Ternate (ANTARA) - Gubernur Maluku Utara Sherly Tjoanda Laos berkeinginan besar agar nelayan di Malut bisa mandiri dan naik kelas dengan bergantung menjadi mandiri dan dari informal menjadi profesional.
"Tujuan kegiatan sosialisasi yang dilakukan ini untuk membantu para nelayan di Malut khususnya di Kota Ternate agar menjadi nelayan yang dari bertahan menjadi berkembang, dari bergantung menjadi mandiri dan dari informal menjadi profesional," kata Gubernur Shery usai menghadiri sosialisasi Kredit Usaha Rakyat (KUR) kepada nelayan yang digelar di Ternate, Jumat.
Menurut Sherly, pemerintah hanya sebagai regulator dan fasilitator untuk nelayan melalui kolaborasi dan sinergi program antara Pemprov bersama PT. Bank BRI sebagai upaya permodalan bagi nelayan melalui KUR.
"Maluku Utara ini ada 36 ribu nelayan sementara setiap tahun sekitar 200 kapal yang diberikan melalui Dinas Kelautan dan Perikanan," ungkapnya.
Melalui sosialisasi ini, Sherly berharap nelayan Maluku Utara ke depan agar lebih mandiri lagi terutama dalam pola manajemen.

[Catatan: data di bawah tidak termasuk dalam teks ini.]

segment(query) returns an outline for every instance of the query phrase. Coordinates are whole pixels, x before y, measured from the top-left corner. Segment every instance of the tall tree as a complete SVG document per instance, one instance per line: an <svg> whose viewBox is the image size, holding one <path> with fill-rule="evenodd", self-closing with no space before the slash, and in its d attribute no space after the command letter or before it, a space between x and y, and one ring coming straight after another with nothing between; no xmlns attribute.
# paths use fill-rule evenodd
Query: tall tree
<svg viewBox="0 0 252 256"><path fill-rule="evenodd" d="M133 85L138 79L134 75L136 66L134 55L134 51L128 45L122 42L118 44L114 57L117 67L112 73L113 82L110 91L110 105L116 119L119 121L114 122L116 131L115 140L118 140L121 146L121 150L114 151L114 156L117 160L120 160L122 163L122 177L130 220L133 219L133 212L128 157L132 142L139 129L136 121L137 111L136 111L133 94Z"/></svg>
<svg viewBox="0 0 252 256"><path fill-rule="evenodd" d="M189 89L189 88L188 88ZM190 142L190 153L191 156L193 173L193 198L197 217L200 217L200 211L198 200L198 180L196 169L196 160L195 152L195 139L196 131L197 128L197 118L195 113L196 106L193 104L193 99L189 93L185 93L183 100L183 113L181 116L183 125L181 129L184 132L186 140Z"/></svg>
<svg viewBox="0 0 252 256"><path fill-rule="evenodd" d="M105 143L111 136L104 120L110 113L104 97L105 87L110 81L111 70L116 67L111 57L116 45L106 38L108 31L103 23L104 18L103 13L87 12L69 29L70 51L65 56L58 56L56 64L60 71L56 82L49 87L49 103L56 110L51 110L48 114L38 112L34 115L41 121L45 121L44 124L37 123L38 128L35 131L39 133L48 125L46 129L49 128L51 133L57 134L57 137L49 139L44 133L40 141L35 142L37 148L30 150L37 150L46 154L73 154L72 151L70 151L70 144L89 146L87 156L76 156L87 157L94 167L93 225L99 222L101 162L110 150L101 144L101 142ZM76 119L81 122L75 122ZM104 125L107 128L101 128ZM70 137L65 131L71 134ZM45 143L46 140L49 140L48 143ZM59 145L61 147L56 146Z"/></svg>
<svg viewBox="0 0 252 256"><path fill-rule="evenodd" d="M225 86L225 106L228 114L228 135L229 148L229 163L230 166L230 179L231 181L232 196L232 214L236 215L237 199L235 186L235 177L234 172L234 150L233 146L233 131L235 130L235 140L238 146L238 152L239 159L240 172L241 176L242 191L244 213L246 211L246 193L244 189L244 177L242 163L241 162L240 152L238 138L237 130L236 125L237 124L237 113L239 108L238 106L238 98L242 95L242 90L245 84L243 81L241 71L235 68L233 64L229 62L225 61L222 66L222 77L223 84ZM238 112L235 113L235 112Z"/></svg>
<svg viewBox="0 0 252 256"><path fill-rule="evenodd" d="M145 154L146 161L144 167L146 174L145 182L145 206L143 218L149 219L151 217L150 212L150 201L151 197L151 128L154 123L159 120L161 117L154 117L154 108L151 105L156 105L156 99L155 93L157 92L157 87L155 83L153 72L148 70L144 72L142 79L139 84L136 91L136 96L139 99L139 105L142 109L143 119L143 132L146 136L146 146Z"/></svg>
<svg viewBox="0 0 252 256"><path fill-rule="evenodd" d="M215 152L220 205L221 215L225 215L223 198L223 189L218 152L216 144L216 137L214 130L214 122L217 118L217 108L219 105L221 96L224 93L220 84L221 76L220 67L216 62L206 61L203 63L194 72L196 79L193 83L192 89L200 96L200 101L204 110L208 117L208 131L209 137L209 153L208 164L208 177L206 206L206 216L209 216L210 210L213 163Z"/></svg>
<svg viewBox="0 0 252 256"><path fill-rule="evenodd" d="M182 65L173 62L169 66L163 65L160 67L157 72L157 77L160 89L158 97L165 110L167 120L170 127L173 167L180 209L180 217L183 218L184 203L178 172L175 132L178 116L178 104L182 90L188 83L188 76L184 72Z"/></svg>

"Pemprov hanya membantu mesin 15 Pk sedangkan untuk kapal nelayan bisa melalui KUR, begitu juga bagi nelayan yang tidak memiliki mesin, maka kapal juga melalui KUR ". Ucapnya
Untuk pinjaman KUR sendiri di angka Rp35 juta cicilan per bulan Rp 600 ribu, untuk Rp40 juta cicilan per bulan Rp 700 ribu dan Rp 50 juta cicilan Rp900 ribu per bulan.
Kegiatan sosialisasi ini juga dihadiri oleh Wakil Gubernur, Sarbin Sehe, Sekprov Malut, Samsuddin A. Kadie, Kepala Cabang BRI Ternate, Agus Asryad, kepala Cabang Yamaha Marine, Fekky Tombinawa, GM Suzuki Marine, Ade Nasrullah dan sejumlah pimpinan OPD Malut.